Überall in den besetzten Gebieten kommt es zu Mord, Folter, Raub, Entführung und Erpressung durch die Söldner, die hohe Lösegelder eintreiben. Einige Opfer kommen dadurch frei, viele andere bleiben verschwunden. Da in Rojava kurdische, arabische und Menschen diverser anderer Herkünfte weitgehend einvernehmlich zusammengelebt haben, sind von dieser Bedrohung und Drangsalierung nicht nur kurdische Familien, sondern auch arabische Clans betroffen. Zahlreiche geschilderte Fälle zeigen, daß manchmal einzelne Personen, manchmal auch ganze Gruppen, häufig aber Kinder und Jugendliche verschleppt werden, um Geldzahlungen zu erpressen. Wagt es ein Ladenbesitzer, bei Söldnern die Begleichung von Schulden einzufordern, wird er vor aller Augen geprügelt und seiner Waren samt der Kasse beraubt. Oftmals werden Menschen aus unbekannten Gründen öffentlich oder an abgelegenen Orten exekutiert, und es gibt Hinweise auf mehrere Gefängnisse und Lager, in denen offenbar Dutzende entführte Kinder und Jugendliche festgehalten und gefoltert werden.
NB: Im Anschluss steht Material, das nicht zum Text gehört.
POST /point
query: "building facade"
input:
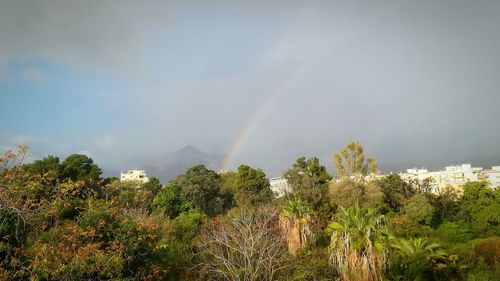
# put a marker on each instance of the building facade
(134, 175)
(455, 176)
(492, 176)
(279, 186)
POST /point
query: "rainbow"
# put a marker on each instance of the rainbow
(277, 94)
(256, 118)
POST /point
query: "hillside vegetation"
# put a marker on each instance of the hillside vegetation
(60, 220)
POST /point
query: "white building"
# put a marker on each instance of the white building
(492, 176)
(455, 176)
(279, 186)
(134, 175)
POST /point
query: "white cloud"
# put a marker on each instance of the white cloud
(33, 74)
(107, 142)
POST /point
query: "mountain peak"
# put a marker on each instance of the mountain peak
(190, 150)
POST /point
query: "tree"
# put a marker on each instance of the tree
(153, 185)
(245, 246)
(357, 247)
(295, 221)
(416, 258)
(80, 167)
(395, 190)
(200, 188)
(419, 209)
(350, 162)
(347, 192)
(252, 186)
(45, 165)
(481, 207)
(308, 181)
(170, 200)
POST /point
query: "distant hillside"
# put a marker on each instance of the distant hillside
(178, 162)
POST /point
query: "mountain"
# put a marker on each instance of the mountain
(178, 162)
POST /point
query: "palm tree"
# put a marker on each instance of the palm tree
(418, 257)
(357, 247)
(295, 220)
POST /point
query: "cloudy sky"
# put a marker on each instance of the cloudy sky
(129, 82)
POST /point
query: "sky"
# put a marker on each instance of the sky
(260, 82)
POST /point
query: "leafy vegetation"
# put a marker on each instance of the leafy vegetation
(60, 220)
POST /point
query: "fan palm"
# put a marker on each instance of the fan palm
(357, 247)
(296, 218)
(417, 257)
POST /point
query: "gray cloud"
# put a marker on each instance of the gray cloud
(415, 81)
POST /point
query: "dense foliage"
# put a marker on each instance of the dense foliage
(60, 220)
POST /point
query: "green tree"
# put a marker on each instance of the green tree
(309, 181)
(419, 209)
(357, 247)
(200, 188)
(45, 165)
(396, 191)
(170, 200)
(481, 207)
(416, 259)
(252, 186)
(351, 162)
(295, 220)
(153, 185)
(80, 167)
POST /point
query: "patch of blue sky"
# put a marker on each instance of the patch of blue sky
(41, 97)
(220, 42)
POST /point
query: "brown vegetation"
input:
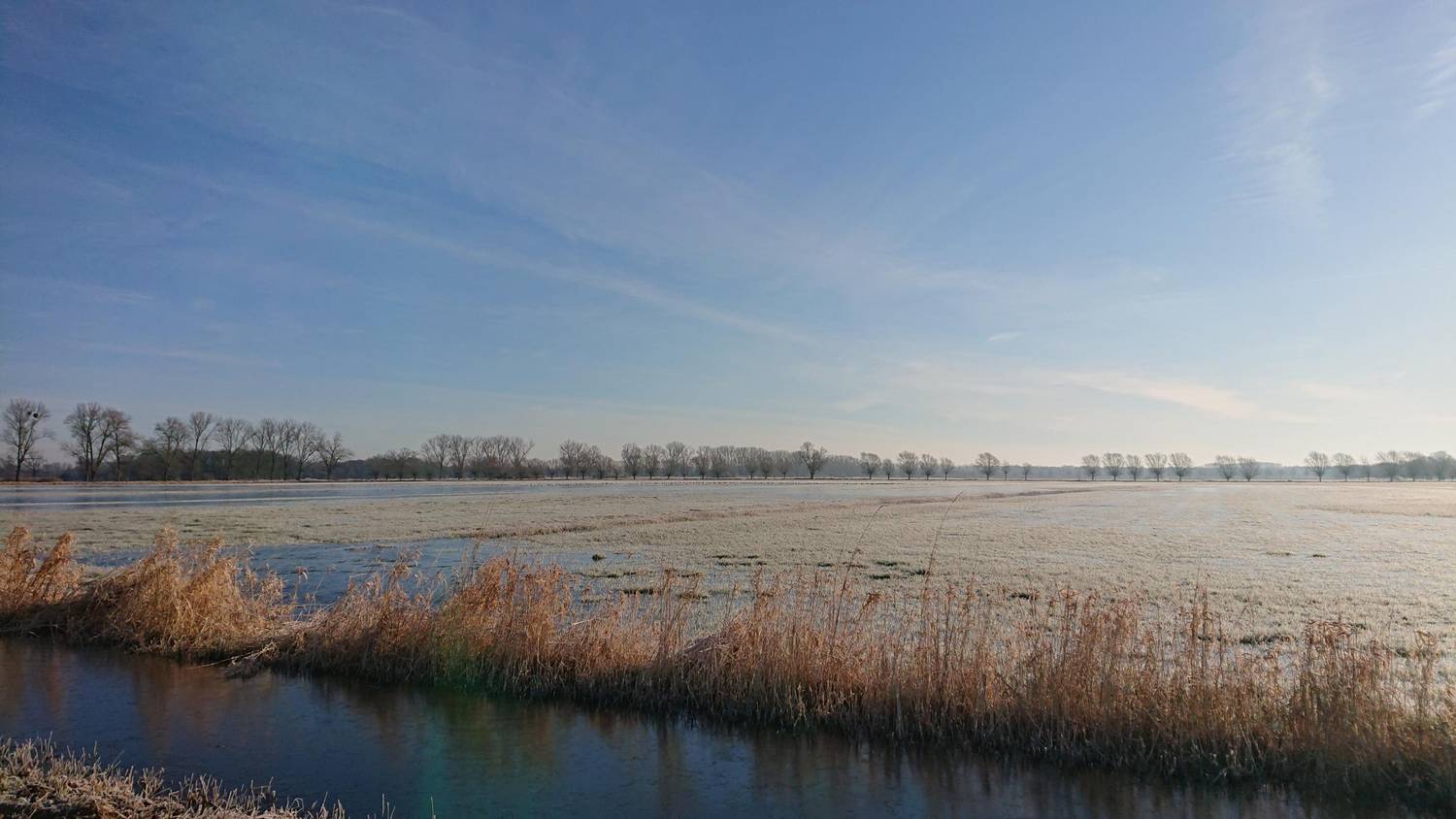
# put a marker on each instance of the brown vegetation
(40, 781)
(1063, 676)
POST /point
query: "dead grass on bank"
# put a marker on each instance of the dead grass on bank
(40, 781)
(1063, 676)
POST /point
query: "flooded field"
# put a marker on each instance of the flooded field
(462, 754)
(1270, 556)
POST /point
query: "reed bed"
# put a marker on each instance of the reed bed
(1066, 676)
(37, 780)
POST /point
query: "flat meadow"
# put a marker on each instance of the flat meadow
(1270, 556)
(1278, 633)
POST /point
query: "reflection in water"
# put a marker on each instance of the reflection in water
(468, 754)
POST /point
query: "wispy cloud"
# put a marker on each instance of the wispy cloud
(83, 291)
(1214, 401)
(1333, 392)
(1281, 92)
(1440, 81)
(180, 354)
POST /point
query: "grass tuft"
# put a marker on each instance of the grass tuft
(38, 780)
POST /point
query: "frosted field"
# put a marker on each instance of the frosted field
(1272, 556)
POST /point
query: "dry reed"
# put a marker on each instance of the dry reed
(1066, 676)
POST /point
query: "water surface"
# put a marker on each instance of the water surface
(463, 754)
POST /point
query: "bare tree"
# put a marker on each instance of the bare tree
(457, 452)
(702, 461)
(84, 423)
(1318, 463)
(22, 431)
(652, 455)
(676, 460)
(747, 458)
(1156, 464)
(232, 434)
(632, 460)
(928, 464)
(783, 463)
(270, 437)
(573, 457)
(118, 438)
(1415, 464)
(1181, 463)
(200, 431)
(1114, 463)
(870, 463)
(986, 463)
(1441, 464)
(437, 451)
(332, 452)
(766, 461)
(909, 463)
(171, 437)
(1344, 464)
(1228, 466)
(721, 461)
(308, 440)
(517, 452)
(812, 457)
(1389, 463)
(1135, 466)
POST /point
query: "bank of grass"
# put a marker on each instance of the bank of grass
(1063, 676)
(40, 781)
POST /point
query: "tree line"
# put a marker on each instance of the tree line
(104, 445)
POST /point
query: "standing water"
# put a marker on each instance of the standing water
(465, 754)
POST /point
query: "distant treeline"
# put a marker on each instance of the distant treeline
(104, 445)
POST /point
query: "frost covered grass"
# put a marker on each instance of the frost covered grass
(1270, 556)
(1056, 673)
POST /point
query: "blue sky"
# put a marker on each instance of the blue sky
(1042, 230)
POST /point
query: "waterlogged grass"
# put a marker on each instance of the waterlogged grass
(1059, 675)
(40, 780)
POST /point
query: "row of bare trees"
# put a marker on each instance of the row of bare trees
(678, 458)
(1391, 464)
(1155, 464)
(104, 443)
Wie der Bericht insbesondere hervorhebt, ist mit den islamistischen Söldnern die massive Unterdrückung der Frauen zurückgekehrt. Sie werden gezwungen, schwarze Gewänder und Verschleierung zu tragen, bedroht, drangsaliert und nicht selten entführt, so daß ein Klima der Unsicherheit und Furcht geschaffen wurde. Erdogan will die seinen Überzeugungen und Zielen fundamental widersprechenden Errungenschaften Rojavas auslöschen, die patriarchale Ordnung wiederherstellen und bedient sich dabei der reaktionärsten islamistischen Banden, die unter wechselnden Namen in Erscheinung treten, aber die immer gleichen Ziele verfolgen.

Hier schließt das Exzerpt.